Learnings from Digital Transformation and Actionable Analytics Implementations
Are you ready?
Various digital initiatives such as social media integration, mobile apps, SEO, online channels - website, WhatsApp, text, chats, etc. usually demand challenging Service Level Agreements (SLAs) and the organization’s backend systems are rarely ready and properly stitched up to take on this additional load. A complaint on twitter or a mobile app demands a different response time as compared to a call. One needs to rethink integration and remove all bottlenecks that slow down end-to-end flow. For some organizations, it might mean going back to the basics and rehashing business processes.
For actionable analytics, while having current and correct data is important, it is equally essential that the data should be complete. Till a few years ago, we used to only collect email ids and phone numbers of prospects and customers, but now we also capture social media related information such as their Facebook id or Twitter handle. In addition to this, if we are to do justice to data analytics we must capture positive as well as negative data cuts. For e.g., an analytics model for referrals would demand data around successful as well as failed referrals from customers. Today, analytics are available for how a customer interacts with mobile apps. Customers now expect relevant content, customized offers and recommendations based on their past behavior and their current interest areas as reflected in their social media interactions. It is thus, a good idea to nurture/enrich the data available in the system with inputs from different touch points.

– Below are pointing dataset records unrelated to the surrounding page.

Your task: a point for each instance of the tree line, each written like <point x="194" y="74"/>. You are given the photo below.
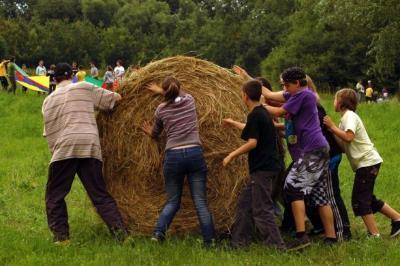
<point x="336" y="41"/>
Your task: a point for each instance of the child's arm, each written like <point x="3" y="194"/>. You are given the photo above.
<point x="279" y="126"/>
<point x="155" y="88"/>
<point x="273" y="96"/>
<point x="275" y="111"/>
<point x="241" y="72"/>
<point x="232" y="123"/>
<point x="346" y="136"/>
<point x="245" y="148"/>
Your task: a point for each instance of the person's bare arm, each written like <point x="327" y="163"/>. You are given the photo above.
<point x="273" y="96"/>
<point x="232" y="123"/>
<point x="241" y="72"/>
<point x="346" y="136"/>
<point x="275" y="111"/>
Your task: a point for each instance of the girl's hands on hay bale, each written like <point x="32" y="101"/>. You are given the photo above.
<point x="229" y="122"/>
<point x="147" y="128"/>
<point x="227" y="160"/>
<point x="155" y="88"/>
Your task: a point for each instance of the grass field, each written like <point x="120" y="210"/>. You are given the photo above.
<point x="26" y="240"/>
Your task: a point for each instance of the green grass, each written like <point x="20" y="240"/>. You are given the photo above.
<point x="26" y="240"/>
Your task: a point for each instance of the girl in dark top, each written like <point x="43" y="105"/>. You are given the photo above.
<point x="183" y="157"/>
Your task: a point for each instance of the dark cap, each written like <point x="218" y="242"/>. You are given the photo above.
<point x="63" y="69"/>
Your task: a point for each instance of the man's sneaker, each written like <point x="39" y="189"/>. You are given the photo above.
<point x="330" y="241"/>
<point x="395" y="229"/>
<point x="371" y="236"/>
<point x="211" y="244"/>
<point x="299" y="243"/>
<point x="129" y="242"/>
<point x="316" y="231"/>
<point x="62" y="243"/>
<point x="158" y="237"/>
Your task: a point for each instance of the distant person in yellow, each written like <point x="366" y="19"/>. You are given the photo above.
<point x="369" y="92"/>
<point x="3" y="74"/>
<point x="81" y="74"/>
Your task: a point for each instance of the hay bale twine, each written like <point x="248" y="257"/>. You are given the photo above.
<point x="133" y="162"/>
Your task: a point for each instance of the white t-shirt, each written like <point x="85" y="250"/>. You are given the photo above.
<point x="361" y="151"/>
<point x="119" y="72"/>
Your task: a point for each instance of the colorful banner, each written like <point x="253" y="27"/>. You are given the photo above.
<point x="35" y="83"/>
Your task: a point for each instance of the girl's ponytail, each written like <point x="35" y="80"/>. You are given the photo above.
<point x="172" y="88"/>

Organizations seldom factor in budgets for implementing the above mentioned backend readiness and important activities such as content creation for different form factors, performance testing, etc.
Execution is the key
A good Proof of Concept (POC) is much better than endless discuss-deliberate-disburse cycles. Absorb the learnings from POC and conclude in favor of implementing a workable system. Phased agile incremental deliveries instead of a big bang approach helps businesses experience the solution early during show and tell sessions every few weeks, thus enabling quick course correction, reducing rework and building confidence in the solution. It also helps businesses be a part of the solution development journey and impact adoption when the system goes live. The mantra is to ‘Test-fast, fail-fast, fail-cheap’.
Implement happy path scenarios before exceptional scenarios and do a cost-benefit analysis to reduce the feature list and make it more manageable. Spend more money on a feature that you will use the most, rather than build a fancy feature that you may only use once in a while. As a team we need to adopt a pragmatic rather than a perfectionist approach
Finally, the success of an implementation lies in forming a competent cross-functional team from within the organization and cherry-picking critical position resources from partners.
Beware of toys and over-promising partners
There are tools and products in the market which promise sophisticated solutions and CIOs go after them in the manner of a silver bullet to solve the problem at hand. However, as CIOs we need to spend every dollar cautiously. Before finalizing the product or tool, one needs to check the business benefits it has delivered in other places.
While selecting a partner, one needs to ensure ref-check on an implementation within the same domain and in the recent past – preferably in the past one year - in one’s geography. Fit for purpose and fit for size are both important dimensions to choose who you would work with. The most important match is a value system match. The decision should also be based taking into consideration important aspects such as timelines, budgets, organization culture, etc.
Be ready to learn and teach!
Unlike many implementations, analytics is an iterative process. One way of doing this is to educate them in every interaction. This could be during a requirements gathering workshop, show and tell sessions, review meetings, etc.
Building a 360 degree view of a customer across channels is one of the biggest challenges and needs to be thought through. This is the most critical factor for successful transformation and requires a holistic relook at business processes and how these are implemented in the IT stack.
Both business and IT need to have an open mind to accept intuitive insights that these systems throw up. At times, you may end up getting completely non-intuitive insights from data analytics.